By the time he was finished, Gertrude had a mountain of dough for him to mix, which required an astonishing amount of brute force. He set his jaw squarely and ground it into submission, scattering flour over the table, the floor, and his impeccable trousers in the process. Then there was stewed chicken to bone—messy business, that—peas to shell, carrots to clean and chop, fruit sauce to cook and
strain. He squashed a number of peas before Gertrude rescued them from him and set him to peeling apples for the sauce. And then
more
apples for the sauce.
Time seemed to stand still as he toted, fetched, lifted, mashed, mixed, melted, and stoked fires, while being treated to a list of dearly departed Edgar’s matrimonial virtues. Worse yet, virtually every woman in the house found some pressing errand to bring her through the kitchen. One by one they eyed his progress and his person, then, with sympathetic looks for Gertrude, departed. It gradually occurred to him that the one woman he hadn’t seen during his labors was the one he wanted to see.

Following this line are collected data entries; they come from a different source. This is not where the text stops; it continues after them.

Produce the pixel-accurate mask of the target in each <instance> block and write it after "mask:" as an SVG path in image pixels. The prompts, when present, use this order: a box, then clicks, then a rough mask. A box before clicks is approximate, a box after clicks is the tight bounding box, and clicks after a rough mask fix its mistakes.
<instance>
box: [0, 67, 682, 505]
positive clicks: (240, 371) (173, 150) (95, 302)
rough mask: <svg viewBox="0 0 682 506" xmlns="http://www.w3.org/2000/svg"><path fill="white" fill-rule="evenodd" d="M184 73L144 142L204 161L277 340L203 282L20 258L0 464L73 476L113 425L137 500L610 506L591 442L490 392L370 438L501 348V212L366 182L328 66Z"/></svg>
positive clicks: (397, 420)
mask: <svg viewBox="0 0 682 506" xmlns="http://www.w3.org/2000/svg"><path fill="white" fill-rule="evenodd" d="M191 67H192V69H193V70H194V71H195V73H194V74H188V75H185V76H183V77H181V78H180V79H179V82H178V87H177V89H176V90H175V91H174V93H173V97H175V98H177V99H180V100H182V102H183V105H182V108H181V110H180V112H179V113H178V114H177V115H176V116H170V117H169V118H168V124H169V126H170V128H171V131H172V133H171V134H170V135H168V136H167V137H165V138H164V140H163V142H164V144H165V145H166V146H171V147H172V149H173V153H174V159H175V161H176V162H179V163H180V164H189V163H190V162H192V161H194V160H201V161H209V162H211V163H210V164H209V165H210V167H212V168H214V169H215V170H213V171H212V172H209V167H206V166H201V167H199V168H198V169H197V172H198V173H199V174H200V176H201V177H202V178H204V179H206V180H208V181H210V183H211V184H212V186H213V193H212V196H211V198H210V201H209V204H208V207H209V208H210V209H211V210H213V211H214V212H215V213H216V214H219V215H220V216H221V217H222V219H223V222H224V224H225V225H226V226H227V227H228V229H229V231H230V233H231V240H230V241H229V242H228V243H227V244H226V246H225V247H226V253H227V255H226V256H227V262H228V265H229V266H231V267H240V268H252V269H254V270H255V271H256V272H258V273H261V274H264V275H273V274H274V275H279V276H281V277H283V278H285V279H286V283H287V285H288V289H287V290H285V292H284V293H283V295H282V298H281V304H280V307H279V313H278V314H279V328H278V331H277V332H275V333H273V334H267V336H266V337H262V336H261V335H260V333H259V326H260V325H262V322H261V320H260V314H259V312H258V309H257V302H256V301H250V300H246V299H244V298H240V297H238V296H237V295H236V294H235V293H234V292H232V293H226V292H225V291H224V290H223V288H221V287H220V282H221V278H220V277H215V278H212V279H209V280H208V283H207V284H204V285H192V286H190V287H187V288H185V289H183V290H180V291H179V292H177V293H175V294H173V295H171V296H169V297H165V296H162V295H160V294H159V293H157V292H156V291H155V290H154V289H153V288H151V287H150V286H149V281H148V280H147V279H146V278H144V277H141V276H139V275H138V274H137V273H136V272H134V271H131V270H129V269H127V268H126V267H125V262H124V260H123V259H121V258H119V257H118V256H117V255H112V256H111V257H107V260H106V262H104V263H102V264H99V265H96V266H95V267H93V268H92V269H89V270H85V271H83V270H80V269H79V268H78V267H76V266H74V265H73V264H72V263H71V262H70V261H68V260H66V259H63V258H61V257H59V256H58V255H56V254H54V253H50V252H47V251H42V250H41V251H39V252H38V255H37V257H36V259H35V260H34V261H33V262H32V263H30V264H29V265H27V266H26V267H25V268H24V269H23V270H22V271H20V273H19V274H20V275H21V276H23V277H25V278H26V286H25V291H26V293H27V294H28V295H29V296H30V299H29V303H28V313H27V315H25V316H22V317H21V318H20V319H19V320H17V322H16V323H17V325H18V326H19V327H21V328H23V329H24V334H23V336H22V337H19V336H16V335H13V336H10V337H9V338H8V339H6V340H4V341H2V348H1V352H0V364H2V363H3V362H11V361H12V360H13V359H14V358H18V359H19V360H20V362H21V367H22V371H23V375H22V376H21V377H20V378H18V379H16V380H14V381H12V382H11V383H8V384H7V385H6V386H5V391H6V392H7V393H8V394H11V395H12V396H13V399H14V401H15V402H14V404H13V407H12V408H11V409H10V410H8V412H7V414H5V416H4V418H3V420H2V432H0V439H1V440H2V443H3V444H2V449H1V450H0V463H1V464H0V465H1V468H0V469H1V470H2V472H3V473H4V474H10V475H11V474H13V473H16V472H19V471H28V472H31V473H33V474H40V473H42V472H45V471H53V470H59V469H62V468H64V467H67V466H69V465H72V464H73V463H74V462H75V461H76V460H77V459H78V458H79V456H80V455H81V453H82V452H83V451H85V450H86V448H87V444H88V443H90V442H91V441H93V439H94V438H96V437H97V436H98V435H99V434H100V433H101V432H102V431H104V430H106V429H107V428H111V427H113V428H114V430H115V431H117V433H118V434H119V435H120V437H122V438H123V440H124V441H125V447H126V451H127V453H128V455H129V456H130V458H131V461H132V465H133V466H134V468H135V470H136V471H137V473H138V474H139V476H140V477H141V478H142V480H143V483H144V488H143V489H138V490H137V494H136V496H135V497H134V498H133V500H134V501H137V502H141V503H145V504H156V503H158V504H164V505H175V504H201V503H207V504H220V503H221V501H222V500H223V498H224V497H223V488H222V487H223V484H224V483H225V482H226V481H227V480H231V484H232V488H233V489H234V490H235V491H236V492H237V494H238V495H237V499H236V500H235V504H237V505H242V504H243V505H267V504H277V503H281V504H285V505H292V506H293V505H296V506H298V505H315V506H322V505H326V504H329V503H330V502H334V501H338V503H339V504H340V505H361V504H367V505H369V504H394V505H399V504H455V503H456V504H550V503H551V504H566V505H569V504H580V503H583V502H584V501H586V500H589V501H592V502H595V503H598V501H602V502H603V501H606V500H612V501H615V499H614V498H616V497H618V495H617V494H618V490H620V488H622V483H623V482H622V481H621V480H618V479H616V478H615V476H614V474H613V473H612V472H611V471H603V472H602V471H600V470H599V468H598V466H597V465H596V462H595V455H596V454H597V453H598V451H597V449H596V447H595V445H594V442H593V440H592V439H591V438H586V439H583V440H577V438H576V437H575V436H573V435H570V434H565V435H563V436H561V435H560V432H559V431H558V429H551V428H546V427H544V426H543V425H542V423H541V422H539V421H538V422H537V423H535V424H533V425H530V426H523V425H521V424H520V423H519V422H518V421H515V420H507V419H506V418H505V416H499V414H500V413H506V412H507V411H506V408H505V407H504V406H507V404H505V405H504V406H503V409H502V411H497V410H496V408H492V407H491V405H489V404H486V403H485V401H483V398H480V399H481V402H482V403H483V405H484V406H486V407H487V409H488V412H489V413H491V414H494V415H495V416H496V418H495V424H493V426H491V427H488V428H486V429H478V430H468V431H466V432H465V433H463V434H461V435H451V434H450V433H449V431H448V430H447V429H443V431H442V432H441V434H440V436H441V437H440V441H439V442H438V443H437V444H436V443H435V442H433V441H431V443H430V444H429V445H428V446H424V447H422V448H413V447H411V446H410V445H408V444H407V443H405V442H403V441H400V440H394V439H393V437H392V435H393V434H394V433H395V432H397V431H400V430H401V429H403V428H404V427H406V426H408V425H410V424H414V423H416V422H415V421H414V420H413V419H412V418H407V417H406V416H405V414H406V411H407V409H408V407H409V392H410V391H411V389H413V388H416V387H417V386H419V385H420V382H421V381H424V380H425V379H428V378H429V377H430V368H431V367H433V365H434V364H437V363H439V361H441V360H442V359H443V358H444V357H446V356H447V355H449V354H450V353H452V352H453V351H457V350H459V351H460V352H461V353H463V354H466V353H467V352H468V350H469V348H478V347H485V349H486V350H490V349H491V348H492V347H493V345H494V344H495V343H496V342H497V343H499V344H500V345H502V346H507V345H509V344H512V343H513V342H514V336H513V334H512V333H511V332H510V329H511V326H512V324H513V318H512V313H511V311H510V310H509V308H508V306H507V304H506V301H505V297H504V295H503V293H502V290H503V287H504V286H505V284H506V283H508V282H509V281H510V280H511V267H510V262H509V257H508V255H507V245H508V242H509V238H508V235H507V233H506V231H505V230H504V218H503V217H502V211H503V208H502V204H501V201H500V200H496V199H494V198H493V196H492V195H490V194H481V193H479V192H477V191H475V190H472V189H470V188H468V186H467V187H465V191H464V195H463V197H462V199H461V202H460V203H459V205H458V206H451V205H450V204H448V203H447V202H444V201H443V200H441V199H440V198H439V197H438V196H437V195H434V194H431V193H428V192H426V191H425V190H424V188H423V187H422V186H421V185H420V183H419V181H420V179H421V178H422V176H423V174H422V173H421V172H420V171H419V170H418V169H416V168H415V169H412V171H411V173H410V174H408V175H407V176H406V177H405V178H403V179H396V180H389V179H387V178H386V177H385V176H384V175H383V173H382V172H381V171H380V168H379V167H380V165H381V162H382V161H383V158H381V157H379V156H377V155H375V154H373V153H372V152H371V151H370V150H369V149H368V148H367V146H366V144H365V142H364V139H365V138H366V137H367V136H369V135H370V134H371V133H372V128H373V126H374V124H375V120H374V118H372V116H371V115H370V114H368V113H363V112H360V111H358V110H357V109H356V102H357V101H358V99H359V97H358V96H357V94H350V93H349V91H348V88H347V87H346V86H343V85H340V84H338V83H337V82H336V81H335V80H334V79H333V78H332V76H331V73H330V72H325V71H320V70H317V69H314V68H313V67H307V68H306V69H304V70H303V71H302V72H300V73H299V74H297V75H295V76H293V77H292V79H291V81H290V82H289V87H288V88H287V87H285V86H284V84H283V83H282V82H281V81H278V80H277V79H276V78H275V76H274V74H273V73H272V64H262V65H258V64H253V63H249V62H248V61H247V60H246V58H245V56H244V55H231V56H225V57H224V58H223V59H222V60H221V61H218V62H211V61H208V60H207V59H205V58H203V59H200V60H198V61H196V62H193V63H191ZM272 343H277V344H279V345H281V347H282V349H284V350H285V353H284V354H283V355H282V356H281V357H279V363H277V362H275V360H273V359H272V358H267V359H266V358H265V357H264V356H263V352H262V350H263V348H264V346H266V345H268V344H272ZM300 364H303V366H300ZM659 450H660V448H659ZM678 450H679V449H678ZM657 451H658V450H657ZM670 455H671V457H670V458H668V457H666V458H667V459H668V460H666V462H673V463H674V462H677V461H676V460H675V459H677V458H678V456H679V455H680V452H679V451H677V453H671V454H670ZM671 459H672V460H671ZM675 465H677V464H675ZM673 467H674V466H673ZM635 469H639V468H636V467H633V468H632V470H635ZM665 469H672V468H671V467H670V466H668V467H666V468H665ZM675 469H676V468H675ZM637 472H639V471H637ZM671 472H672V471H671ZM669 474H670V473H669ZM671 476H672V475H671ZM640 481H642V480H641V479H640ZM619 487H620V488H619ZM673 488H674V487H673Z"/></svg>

His features sharpened and his eyes narrowed. His responses to Gertrude’s increasingly hurried requests slowed noticeably. And by the time she ordered him to sort the scraps and empty the overflowing slops bucket into the barrel outside the back door, he just stood there, staring at her with a combustible look that made her draw in her chin and frown. It was a standoff for a long, uncomfortable moment. Then she folded her arms over her ample bosom and vehemently pursed one corner of her mouth. He made a noise of disgust, sorted out the scraps, then snatched up the greasy pail.